27 March 2011

More juice

Recently, I discovered a problem with wordsinmedia.com.
Week 11 was not fun.
There are three main parts to this system:
  • a database that stores stuff
  • a set of perl programs that acquire and process the news and store them in the database
  • and, a website that sits on top of the database whose backend executes within Jetty
A recent change I made that increased the number of news sources that were being polled and analyzed, caused a significant spike in resource utilization.

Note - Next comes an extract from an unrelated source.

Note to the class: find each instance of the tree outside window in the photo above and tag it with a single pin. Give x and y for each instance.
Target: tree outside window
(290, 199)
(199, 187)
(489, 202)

The additional processing on the perl side is CPU intensive, and with more news to process more cpu was being burned. With more data from the perl side, the MySQL instance had changed its growth rate: queries that dealt with hundreds of rows earlier were now dealing with tens of thousands, causing an increased load on the database. Collectively, everything had added up nicely to swamp the whole system leaving the any queries from the website to become dog slow- rendering the website in a very non-responsive state. And yes, it all lives together- this was nothing more than an experiment that grew incrementally, so...

All of my hardware is virtually provisioned, and lives within a cloud. I'm biased toward a specific one, but anyway...

As a first step, I figured I should isolate the various parts to see if that helps things along- there was just too much CPU being contended on to adequately isolate components to make a deterministic call on what was going on. I figured I'd separate the perl processing from the database/web server first. Fairly simple to do:
Need more power?

Provision a new node
Extraordinarily easy, and in many cases, free if you want a small amount of horsepower. Get an OS booted up on it and call it good.

Addressing
Since there's going to be node to node addressing for the perl programs to talk to the database node, you need a way to maintain address lookups. In my case, I rely on Elastic IPs which while public visible also provide internal IPs when used within a security group.

Fortunately, I only needed to make one change: point the perl programs to the elastic IP instead of pointing to localhost.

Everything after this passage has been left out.